A Case Report of Intravitreal Dexamethasone Implant with Exudative Retinal Detachment for Ocular Toxocariasis Treatment

Article information

Korean J Parasitol. 2022;60(2):133-137
Publication date (electronic) : 2022 April 20
doi : https://doi.org/10.3347/kjp.2022.60.2.133
Department of Ophthalmology, The First Affiliated Hospital of Guangxi Medical University, Nanning 513200, Guangxi Zhuang Autonomous Region, China
*Corresponding author (gxmuzx@163.com)
Received 2022 January 24; Revised 2022 March 19; Accepted 2022 March 21.

Abstract

Toxocariasis is one of the most common geohelminth infections in several parts of the world. We describe a rare case of ocular toxocariasis with secondary exudative retinal detachment treated with albendazole and an intravitreal dexamethasone implant. A 13-year-old boy with counting finger vision was diagnosed with retinal vasculitis and exudative retinal detachment in his right eye. Fundoscopic examination revealed retinal hemorrhage, retinal vasculitis, and exudative retinal detachment. Serological test using serum and intraocular aqueous humor were positive for anti-Toxocara specific IgG antibodies. He received repeated doses of intravitreal dexamethasone implants combined with oral albendazole. A sequential follow-up optical coherence tomography revealed that the retina was successfully reattached. His visual acuity subsequently improved to 20/400.

INTRODUCTION

Toxocariasis is one of the most widely reported zoonotic helminthiasis globally. It is especially common in subtropical and tropical regions, and in poor hygiene communities of some countries. Larvae of Toxocara canis, the common roundworm found in dogs, and the larval stages of Toxocara cati, the roundworm found in cats, can cause toxocariasis [1]. Human infection occurs in 5 ways: visceral larva migrans (VLM) syndrome, ocular larva migrans (OLM) syndrome, covert toxocarosis, common toxocarosis (comT), and neurotoxocarosis (NT) [2]. Ocular disease is caused by the migration of Toxocara larvae through blood vessels into the circulatory system, which finally infected to the posterior section of the eye [3]. The main signs of ocular toxocariasis (OT) include subretinal granulomatous mass/scar, vitritis, and scotoma. The primary treatment modalities are steroids, antiparasitic drugs, and surgery [4].

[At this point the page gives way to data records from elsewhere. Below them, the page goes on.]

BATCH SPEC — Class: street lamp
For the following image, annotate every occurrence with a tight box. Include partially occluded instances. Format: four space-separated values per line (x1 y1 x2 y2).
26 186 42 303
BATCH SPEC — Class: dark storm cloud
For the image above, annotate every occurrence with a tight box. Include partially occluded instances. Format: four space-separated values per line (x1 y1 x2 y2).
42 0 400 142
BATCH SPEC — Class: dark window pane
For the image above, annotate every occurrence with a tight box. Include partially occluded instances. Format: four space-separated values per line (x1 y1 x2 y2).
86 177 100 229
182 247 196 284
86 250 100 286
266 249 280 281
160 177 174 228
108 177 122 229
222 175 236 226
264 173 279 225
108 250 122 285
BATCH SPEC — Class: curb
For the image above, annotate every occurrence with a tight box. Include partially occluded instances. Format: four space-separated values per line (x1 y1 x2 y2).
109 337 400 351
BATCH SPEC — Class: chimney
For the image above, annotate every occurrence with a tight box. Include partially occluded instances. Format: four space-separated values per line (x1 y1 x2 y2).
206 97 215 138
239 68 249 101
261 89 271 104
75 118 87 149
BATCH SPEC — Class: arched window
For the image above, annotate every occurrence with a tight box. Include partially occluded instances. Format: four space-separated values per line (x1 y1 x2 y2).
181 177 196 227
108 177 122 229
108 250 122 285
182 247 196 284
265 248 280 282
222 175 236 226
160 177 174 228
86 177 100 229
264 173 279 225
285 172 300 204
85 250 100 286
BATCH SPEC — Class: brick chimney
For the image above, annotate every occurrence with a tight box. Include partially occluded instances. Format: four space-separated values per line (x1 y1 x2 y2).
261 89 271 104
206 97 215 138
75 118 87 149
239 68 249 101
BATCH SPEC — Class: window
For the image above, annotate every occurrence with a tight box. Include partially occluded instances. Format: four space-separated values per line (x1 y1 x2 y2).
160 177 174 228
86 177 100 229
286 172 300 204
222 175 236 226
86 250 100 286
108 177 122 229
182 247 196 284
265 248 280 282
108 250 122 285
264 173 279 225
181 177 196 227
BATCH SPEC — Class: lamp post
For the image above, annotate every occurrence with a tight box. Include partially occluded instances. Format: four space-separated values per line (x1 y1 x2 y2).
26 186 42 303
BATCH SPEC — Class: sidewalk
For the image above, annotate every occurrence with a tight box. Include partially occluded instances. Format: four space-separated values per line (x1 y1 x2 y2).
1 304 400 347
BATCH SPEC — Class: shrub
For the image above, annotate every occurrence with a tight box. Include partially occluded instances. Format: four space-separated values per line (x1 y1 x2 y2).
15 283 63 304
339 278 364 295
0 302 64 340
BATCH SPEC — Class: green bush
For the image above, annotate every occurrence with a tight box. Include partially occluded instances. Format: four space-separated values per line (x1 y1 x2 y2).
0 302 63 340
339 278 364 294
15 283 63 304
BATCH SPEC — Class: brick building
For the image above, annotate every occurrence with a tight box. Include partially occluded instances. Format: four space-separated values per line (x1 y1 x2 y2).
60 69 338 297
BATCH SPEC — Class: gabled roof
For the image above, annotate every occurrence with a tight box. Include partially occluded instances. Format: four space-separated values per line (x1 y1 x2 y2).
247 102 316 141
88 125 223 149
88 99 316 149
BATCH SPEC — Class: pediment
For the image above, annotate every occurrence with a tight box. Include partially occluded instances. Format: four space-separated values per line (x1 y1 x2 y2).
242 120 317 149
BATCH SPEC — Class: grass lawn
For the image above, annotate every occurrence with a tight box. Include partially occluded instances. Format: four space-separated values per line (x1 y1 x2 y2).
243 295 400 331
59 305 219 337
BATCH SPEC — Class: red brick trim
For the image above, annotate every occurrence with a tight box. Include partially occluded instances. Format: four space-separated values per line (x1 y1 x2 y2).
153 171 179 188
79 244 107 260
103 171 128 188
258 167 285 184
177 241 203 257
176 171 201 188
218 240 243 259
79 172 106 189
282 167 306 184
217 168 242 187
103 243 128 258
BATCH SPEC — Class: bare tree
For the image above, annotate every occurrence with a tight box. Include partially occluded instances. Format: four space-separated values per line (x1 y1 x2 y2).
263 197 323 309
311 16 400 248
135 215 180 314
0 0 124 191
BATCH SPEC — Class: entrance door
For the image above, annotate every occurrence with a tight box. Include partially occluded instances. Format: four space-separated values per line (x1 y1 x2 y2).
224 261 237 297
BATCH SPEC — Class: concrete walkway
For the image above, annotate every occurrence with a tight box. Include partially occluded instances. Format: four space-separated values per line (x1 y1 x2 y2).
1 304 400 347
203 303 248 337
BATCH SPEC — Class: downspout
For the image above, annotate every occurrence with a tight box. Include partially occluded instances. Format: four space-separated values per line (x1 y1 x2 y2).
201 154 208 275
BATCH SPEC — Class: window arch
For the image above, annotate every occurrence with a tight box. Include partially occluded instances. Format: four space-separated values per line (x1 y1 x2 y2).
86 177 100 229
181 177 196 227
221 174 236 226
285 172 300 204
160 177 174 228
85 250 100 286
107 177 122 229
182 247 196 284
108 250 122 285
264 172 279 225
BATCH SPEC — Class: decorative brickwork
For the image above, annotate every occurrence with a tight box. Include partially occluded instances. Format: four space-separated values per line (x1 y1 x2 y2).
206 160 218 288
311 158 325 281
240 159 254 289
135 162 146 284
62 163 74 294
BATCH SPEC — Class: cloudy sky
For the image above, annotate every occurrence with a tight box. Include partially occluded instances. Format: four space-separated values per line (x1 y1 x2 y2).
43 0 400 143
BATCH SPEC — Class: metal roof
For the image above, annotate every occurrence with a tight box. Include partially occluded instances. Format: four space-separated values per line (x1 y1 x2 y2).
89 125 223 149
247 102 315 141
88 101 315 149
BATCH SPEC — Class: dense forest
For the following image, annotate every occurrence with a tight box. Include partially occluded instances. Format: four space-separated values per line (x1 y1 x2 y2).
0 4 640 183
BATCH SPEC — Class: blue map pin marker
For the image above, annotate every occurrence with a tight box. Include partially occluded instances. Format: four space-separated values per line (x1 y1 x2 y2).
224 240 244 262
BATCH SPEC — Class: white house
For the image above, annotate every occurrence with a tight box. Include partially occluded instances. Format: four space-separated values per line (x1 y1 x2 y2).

Dexamethasone (DEX) is a strong synthetic member belonging to the glucocorticoid class of steroid drugs. DEX exhibits anti-inflammatory and immunosuppressant activities 30 times higher than those of cortisol and 6 times higher than those of triamcinolone [5]. The DEX implant is an approved therapy for the diabetic macular edema, cystoid macular edema secondary to retinal vein occlusion, and non-infectious posterior uveitis [6]. The most common adverse ocular reactions that may appear are increased intraocular pressure (IOP) and onset or progression of cataract [7]. In the present study, we treated the patient with repeated injections of DEX implant and short-term oral administration of albendazole. To the best of our knowledge, this is the first case report describing the success in relieving inflammation of ocular toxocariasis following intravitreal implantation of DEX.

CASE DESCRIPTION

A 13-year-old male patient was presented to a local clinic with the complaints of progressively decreasing vision in the right eye for 1 month, with no febrile and gastrointestinal symptoms, such as nausea and diarrhea. The patient was residing in a village and had a long history of contact with animals, especially dogs. He had no personal or family history of systemic or ocular disease. The patient was diagnosed with retinal detachment in the right eye by a local ophthalmologist. We advised him to exclude rheumatic immune diseases from the diagnosis. After consultation, the patient’s immune function was found to be normal. The visual acuity of the right eye decreased to counting fingers. The patient was then transferred to our hospital.

Upon examination, his visual acuity was counting fingers in the right eye (not corrected) and 20/12 in the left eye. His intraocular pressure was 14 and 13 mmHg in the right and left eye, respectively. Fundus examination of the right eye revealed subretinal hemorrhage, yellow-white exudates with exudative retinal detachments, and dilated and tortuous vessels.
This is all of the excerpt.